In qPCR analysis, the specificity of the primer set for the detection of Salmonella sp. was ascertained by testing with other bacterial species. When the qPCR was performed using known DNA concentrations of Salmonella (S. Enteritidis and S. Typhimurium Nos-6) and non-Salmonella strains (Escherichia coli O157:H7 EDL 933, E. coli K-12, Pseudomonas aeruginosa, Citrobacter freundii, and Enterobacter aerogenes), positive amplification was obtained only with the Salmonella DNA samples, thus confirming the specificity of the primer set for detection of Salmonella species only (data not shown). The results obtained from qPCR analysis were found to be in accordance with the viable-cell counts by plating, suggesting that replacing the traditional culture method with qPCR for quantification of bacterial load is applicable. This will help significantly reduce the time required to obtain cell counts. We have shown that the pathogenic target in chicken homogenates could be quantified within 6 h. It is noted that the detection time could be even shorter, with the cleanup cycle for the cell concentration instrument being run concurrently with a qPCR.

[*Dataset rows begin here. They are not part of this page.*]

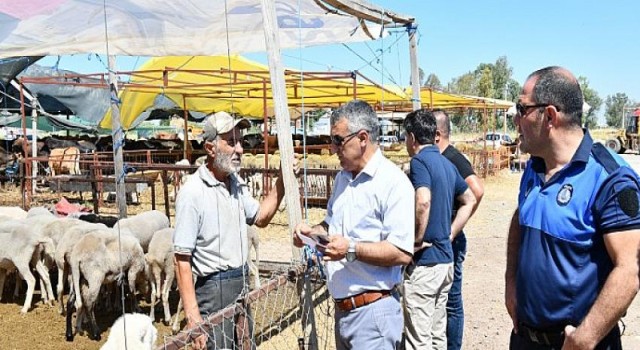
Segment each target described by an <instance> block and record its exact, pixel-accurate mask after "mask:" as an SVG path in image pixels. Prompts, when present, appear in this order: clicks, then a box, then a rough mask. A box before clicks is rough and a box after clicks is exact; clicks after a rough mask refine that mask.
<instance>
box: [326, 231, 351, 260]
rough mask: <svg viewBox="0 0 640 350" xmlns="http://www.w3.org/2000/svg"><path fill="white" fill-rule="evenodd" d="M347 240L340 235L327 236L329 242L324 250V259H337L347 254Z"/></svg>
mask: <svg viewBox="0 0 640 350" xmlns="http://www.w3.org/2000/svg"><path fill="white" fill-rule="evenodd" d="M347 250H349V240H348V239H346V238H345V237H343V236H340V235H331V236H329V244H327V247H326V248H325V250H324V252H323V253H324V258H323V260H324V261H339V260H342V259H344V257H345V256H347Z"/></svg>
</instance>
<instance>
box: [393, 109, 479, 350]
mask: <svg viewBox="0 0 640 350" xmlns="http://www.w3.org/2000/svg"><path fill="white" fill-rule="evenodd" d="M404 128H405V130H406V133H407V138H406V140H405V142H406V147H407V151H408V152H409V155H410V156H411V169H410V172H409V178H410V179H411V183H412V184H413V187H414V188H415V196H414V197H415V205H416V212H415V216H416V219H415V220H416V226H415V230H414V232H415V237H414V255H413V263H412V264H411V265H410V266H408V267H407V270H406V274H405V280H404V305H405V339H406V341H405V348H406V349H407V350H414V349H415V350H420V349H438V350H445V349H447V310H446V306H447V300H448V295H449V290H450V289H451V285H452V283H453V273H454V272H453V250H452V247H451V241H452V238H453V237H456V236H457V235H458V234H459V233H460V230H462V227H464V225H465V224H466V223H467V220H469V217H471V213H472V212H473V208H474V207H475V204H476V200H475V197H474V196H473V193H472V192H471V190H470V189H469V186H468V185H467V184H466V183H465V181H464V179H463V178H462V176H460V173H458V171H457V170H456V168H455V167H454V165H453V164H452V163H451V162H450V161H449V160H447V159H446V158H445V157H444V156H443V155H441V154H440V149H438V146H437V145H436V144H435V143H436V139H438V138H439V136H440V131H439V130H438V129H437V123H436V117H435V115H434V112H433V111H431V110H426V109H421V110H417V111H413V112H411V113H409V114H407V117H406V118H405V120H404ZM454 200H456V201H457V202H459V203H460V206H459V207H458V208H457V210H456V214H455V216H454V215H453V204H454ZM451 218H453V222H452V220H451Z"/></svg>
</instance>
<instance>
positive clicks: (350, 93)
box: [100, 56, 410, 129]
mask: <svg viewBox="0 0 640 350" xmlns="http://www.w3.org/2000/svg"><path fill="white" fill-rule="evenodd" d="M353 77H356V78H357V76H356V74H354V73H350V72H302V73H301V72H299V71H295V70H286V72H285V81H286V87H287V95H288V102H289V106H290V107H299V106H302V105H304V106H306V107H309V108H313V107H332V106H337V105H340V104H343V103H346V102H348V101H350V100H352V99H354V98H356V97H357V98H358V99H362V100H365V101H367V102H369V103H371V104H373V105H379V104H380V103H381V101H386V100H393V101H408V100H409V99H410V97H409V96H408V95H407V94H406V93H404V92H403V91H402V90H401V89H399V88H390V87H384V88H383V87H381V86H379V85H375V84H374V83H371V82H370V81H369V80H367V79H366V78H361V79H356V80H355V82H354V79H353ZM159 94H163V95H164V96H165V97H167V98H169V99H170V100H172V101H173V102H174V103H175V104H176V105H177V106H179V107H180V108H184V109H186V110H190V111H199V112H203V113H212V112H216V111H221V110H223V111H227V112H235V113H238V114H240V115H243V116H246V117H253V118H263V117H264V114H265V99H266V113H267V115H269V116H271V115H272V110H273V100H272V89H271V80H270V76H269V69H268V67H266V66H265V65H262V64H259V63H257V62H253V61H250V60H248V59H246V58H243V57H241V56H231V57H228V56H179V57H178V56H172V57H157V58H153V59H150V60H149V61H147V62H146V63H145V64H144V65H143V66H142V67H141V68H140V69H139V70H138V71H136V72H133V73H131V79H130V81H129V82H128V83H126V84H125V87H124V88H123V89H122V90H121V93H120V100H121V105H120V116H121V124H122V126H123V128H124V129H129V128H130V127H131V125H132V123H133V122H134V121H135V120H136V118H137V117H138V116H139V115H140V114H141V113H142V112H144V111H145V110H147V109H150V108H153V107H154V101H155V99H156V97H157V96H158V95H159ZM292 117H293V116H292ZM100 126H101V127H103V128H110V127H111V110H109V111H108V112H107V114H106V115H105V118H103V120H102V122H101V124H100Z"/></svg>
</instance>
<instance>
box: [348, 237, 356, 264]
mask: <svg viewBox="0 0 640 350" xmlns="http://www.w3.org/2000/svg"><path fill="white" fill-rule="evenodd" d="M357 259H358V257H357V256H356V242H355V241H354V240H349V249H348V250H347V261H348V262H353V261H356V260H357Z"/></svg>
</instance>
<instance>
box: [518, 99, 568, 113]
mask: <svg viewBox="0 0 640 350" xmlns="http://www.w3.org/2000/svg"><path fill="white" fill-rule="evenodd" d="M547 106H553V105H552V104H549V103H540V104H533V105H525V104H522V103H520V102H518V103H516V112H517V114H516V115H517V116H520V117H524V116H526V115H527V110H528V109H529V108H541V107H547ZM556 109H557V110H558V111H560V109H558V107H556Z"/></svg>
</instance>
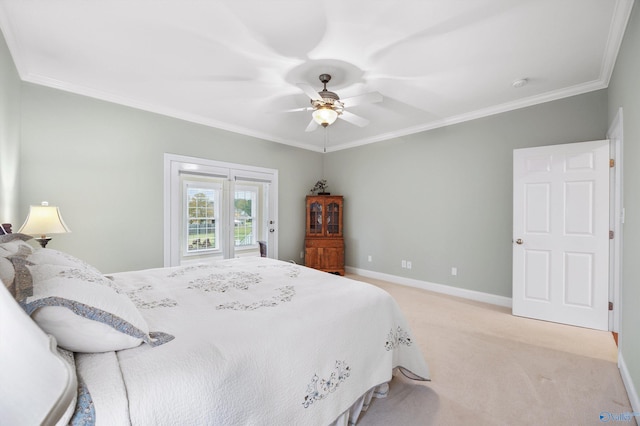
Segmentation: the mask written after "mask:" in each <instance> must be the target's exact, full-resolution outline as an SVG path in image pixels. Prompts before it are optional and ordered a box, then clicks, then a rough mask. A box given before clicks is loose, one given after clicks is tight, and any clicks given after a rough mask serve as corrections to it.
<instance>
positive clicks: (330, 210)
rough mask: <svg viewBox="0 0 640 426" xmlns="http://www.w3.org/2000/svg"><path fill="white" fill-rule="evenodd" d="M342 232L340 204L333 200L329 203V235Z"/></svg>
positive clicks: (335, 233)
mask: <svg viewBox="0 0 640 426" xmlns="http://www.w3.org/2000/svg"><path fill="white" fill-rule="evenodd" d="M339 234H340V205H339V204H338V203H336V202H331V203H329V204H328V205H327V235H339Z"/></svg>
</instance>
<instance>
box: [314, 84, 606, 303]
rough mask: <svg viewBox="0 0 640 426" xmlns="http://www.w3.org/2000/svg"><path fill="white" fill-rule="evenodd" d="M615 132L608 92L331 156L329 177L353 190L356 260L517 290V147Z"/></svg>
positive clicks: (486, 119)
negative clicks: (513, 208) (515, 279)
mask: <svg viewBox="0 0 640 426" xmlns="http://www.w3.org/2000/svg"><path fill="white" fill-rule="evenodd" d="M606 131H607V93H606V91H605V90H600V91H596V92H591V93H588V94H585V95H580V96H575V97H571V98H567V99H563V100H559V101H556V102H550V103H546V104H541V105H537V106H533V107H529V108H525V109H520V110H517V111H512V112H508V113H504V114H499V115H494V116H491V117H487V118H483V119H479V120H474V121H469V122H466V123H462V124H458V125H455V126H449V127H444V128H440V129H436V130H432V131H428V132H424V133H419V134H415V135H411V136H406V137H402V138H397V139H393V140H390V141H386V142H380V143H376V144H372V145H366V146H363V147H359V148H354V149H350V150H344V151H338V152H335V153H331V154H329V155H328V156H327V158H326V159H325V161H324V164H325V176H326V177H328V179H329V180H330V183H332V184H333V189H334V190H337V192H339V193H342V194H344V196H345V203H346V206H345V215H346V223H345V233H346V238H347V239H346V241H345V245H346V257H347V264H348V265H350V266H353V267H356V268H360V269H365V270H370V271H376V272H383V273H387V274H392V275H396V276H402V277H408V278H413V279H417V280H421V281H426V282H431V283H437V284H447V285H451V286H455V287H460V288H464V289H467V290H475V291H480V292H484V293H491V294H495V295H499V296H505V297H511V249H512V245H511V239H512V211H513V203H512V200H513V196H512V191H513V184H512V181H513V165H512V163H513V150H514V149H515V148H523V147H532V146H541V145H554V144H561V143H570V142H582V141H589V140H599V139H604V138H605V135H606ZM369 255H371V256H372V262H369V261H368V256H369ZM401 260H408V261H411V263H412V269H410V270H409V269H403V268H402V267H401ZM452 267H456V268H457V269H458V275H457V276H452V275H451V268H452Z"/></svg>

In previous studies, other types of separation and concentration techniques have been reported in recovering pathogenic cells from food homogenates. Some recent works are summarized in Table 1. For example, Wolffs et al. used a two-step filtration protocol followed by a real-time PCR assay, allowing quantitation of 75 CFU/g of Salmonella and identification of as low as 0.22 CFU/g in chicken rinse within 3 h (7); Fukushima et al. combined filtration, centrifugation, and buoyant density gradient centrifugation, concentrating cells by 250-fold, and enabling detection of 10¹ to 10³ CFU/g of Salmonella assay in naturally contaminated chicken using real-time qPCR (RTi-qPCR) (8). Here, when processing higher-volume samples (250 ml) using an automated instrument, significant numbers of microorganisms are recovered from chicken natural microbiota (10³ to 10⁶ CFU/ml) with a mean recovery of 76.2% of viable cells. In the natural microbiota of chicken homogenates, the lowest detectable amount of Salmonella was 1.3 log CFU/ml of Salmonella equivalent to −1.80 log CFU/ml in prefiltered sample or 0.16 CFU/g chicken meat. This illustrates the utility of recovery and concentration of targeted pathogens from food samples.